In terms of therapeutic breakthroughs, Isasi suggested that the drug price negotiation program’s current structure is an effective deterrent from drugmakers’ low-impact profit chasing.

“In the 21st century, most drug companies have replaced moonshots with chip shots: strategies aimed at minimizing risk rather than chasing elusive game-changing drugs. Today, pharma giants focus on monetizing easy wins, and part of what this law is supposed to do is change incentives so that when drugmakers are thinking about profits, they're thinking about the next big win and not just simply a small change to existing drug, patent thickets and making more money.”

Conti added that the IRA’s impact on development incentives isn’t happening in a vacuum, as the Cures Act and recent National Institutes of Health budget increases should be bolstering the innovation ecosystem. Meanwhile, the country has already seen innovation successes from prior policy interventions like the Orphan Drug Act or the Hatch-Waxman Act that similarly disrupted development pipelines.

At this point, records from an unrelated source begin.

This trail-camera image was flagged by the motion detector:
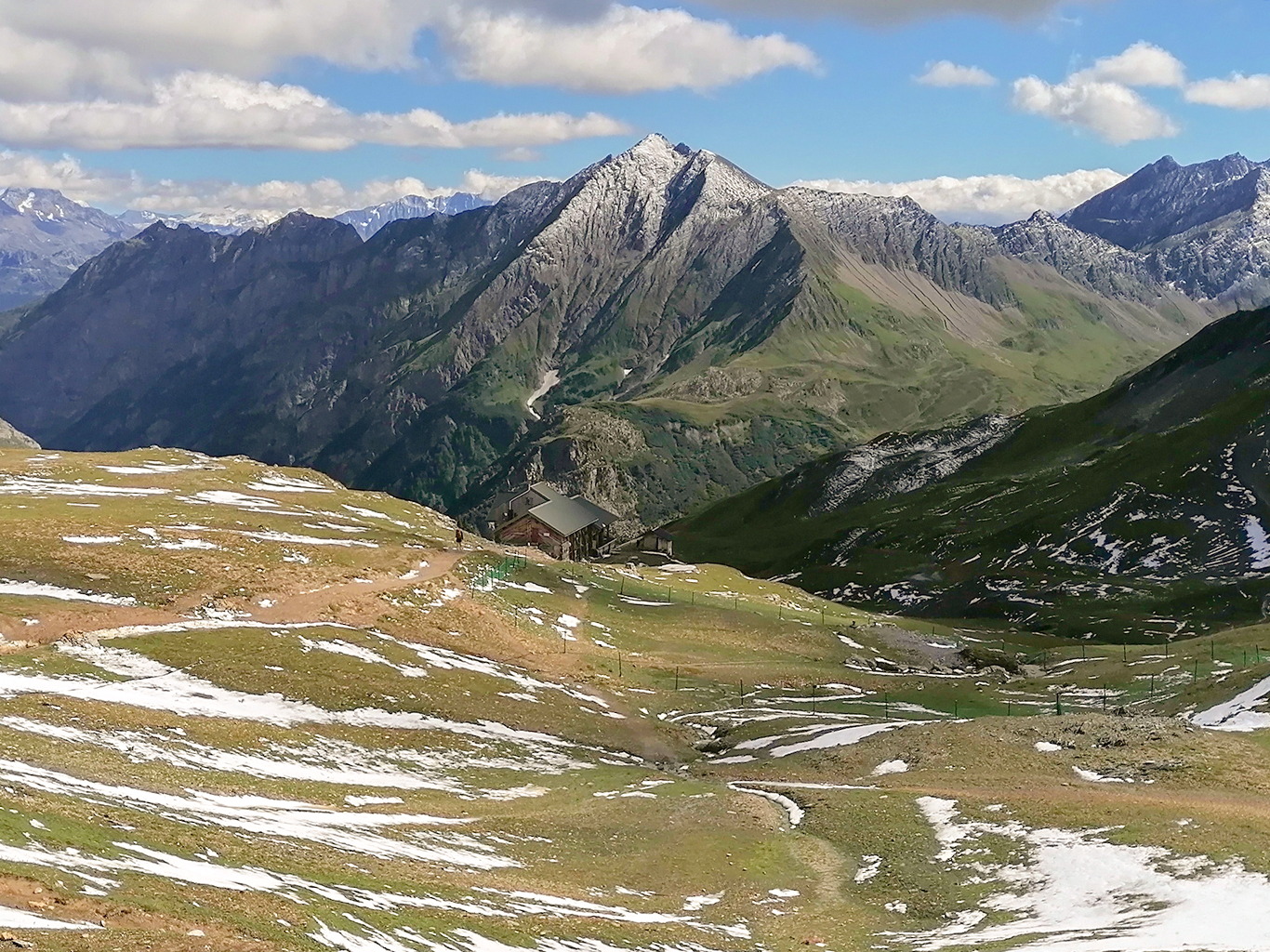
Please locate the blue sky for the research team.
[0,0,1270,219]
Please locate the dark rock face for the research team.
[0,188,138,311]
[336,192,492,241]
[674,309,1270,641]
[1063,155,1270,307]
[0,420,39,449]
[0,137,1208,521]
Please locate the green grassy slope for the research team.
[676,311,1270,640]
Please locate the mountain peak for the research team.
[628,132,687,155]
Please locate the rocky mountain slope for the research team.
[119,208,278,235]
[0,136,1210,522]
[678,310,1270,640]
[1063,155,1270,307]
[0,188,138,311]
[336,192,490,240]
[0,420,39,449]
[0,447,1270,952]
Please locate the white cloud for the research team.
[1013,43,1186,146]
[0,151,540,221]
[1069,42,1186,87]
[913,60,997,87]
[1186,73,1270,109]
[0,73,628,151]
[794,169,1125,225]
[0,0,442,94]
[443,4,818,93]
[0,0,816,101]
[1013,76,1180,146]
[706,0,1105,23]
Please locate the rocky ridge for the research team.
[0,136,1209,522]
[336,192,492,241]
[0,420,39,449]
[0,188,136,311]
[1063,155,1270,307]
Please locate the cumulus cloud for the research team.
[443,4,818,93]
[0,151,541,221]
[1071,42,1186,86]
[0,0,442,94]
[1013,76,1180,146]
[1186,73,1270,109]
[0,73,628,151]
[794,169,1125,225]
[913,60,997,87]
[1013,43,1186,146]
[0,0,816,101]
[708,0,1104,23]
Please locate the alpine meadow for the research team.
[0,0,1270,952]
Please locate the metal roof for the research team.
[573,496,617,525]
[528,496,598,536]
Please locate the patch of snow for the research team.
[856,855,881,882]
[909,797,1270,952]
[716,787,806,826]
[1072,767,1132,783]
[870,760,908,777]
[0,579,138,605]
[1187,678,1270,733]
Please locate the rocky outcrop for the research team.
[0,188,138,311]
[1063,155,1270,307]
[0,420,39,449]
[336,192,490,241]
[0,136,1207,522]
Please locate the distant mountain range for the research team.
[0,136,1219,533]
[0,188,489,311]
[0,188,136,311]
[674,298,1270,641]
[0,420,39,449]
[1063,155,1270,307]
[336,192,490,241]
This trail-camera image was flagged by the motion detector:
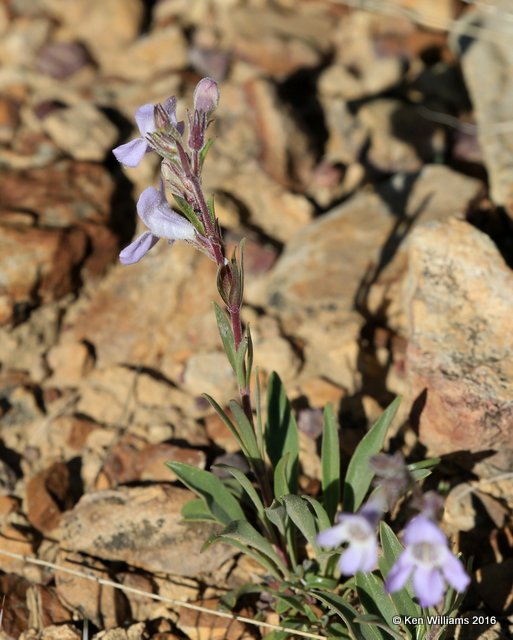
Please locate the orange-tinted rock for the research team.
[61,484,233,577]
[26,462,71,534]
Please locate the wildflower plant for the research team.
[114,78,469,640]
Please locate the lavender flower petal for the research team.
[193,78,219,116]
[112,138,150,167]
[385,551,414,593]
[119,231,159,264]
[413,567,445,607]
[442,552,470,591]
[137,187,196,240]
[404,515,447,546]
[135,104,155,138]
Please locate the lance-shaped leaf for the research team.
[355,571,403,640]
[214,302,237,373]
[229,400,260,460]
[321,403,340,522]
[166,462,245,524]
[344,397,401,512]
[282,494,321,554]
[265,373,299,493]
[205,520,289,575]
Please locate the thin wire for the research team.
[0,549,328,640]
[331,0,513,42]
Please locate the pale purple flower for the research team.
[317,509,378,576]
[385,514,470,607]
[193,78,219,116]
[189,78,219,151]
[112,97,183,167]
[119,186,196,264]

“I like to think that IRA is in some sense doing that here as well, where [it’s] kind of pushing companies off the teat, if you will, of older drugs and into the newer, more exciting therapies that are going to come to market.”

Lacasse capped the back-and-forth by reiterating her calls for CMS and opposing industry interests to monitor and act on any policy’s potential unintended consequences, whether that be in the context of costs or continued access to novel treatments.

“I'm a broken record: What's most important is that we actually see what the experiences of the patient [are], and if that experience is not what we are all saying it should be, CMS needs to be paying attention to that,” She said. “There’s going to be these unintended consequences, so how do we look at them from a patient lens and address whatever the actual experience is—not what everyone perceives?"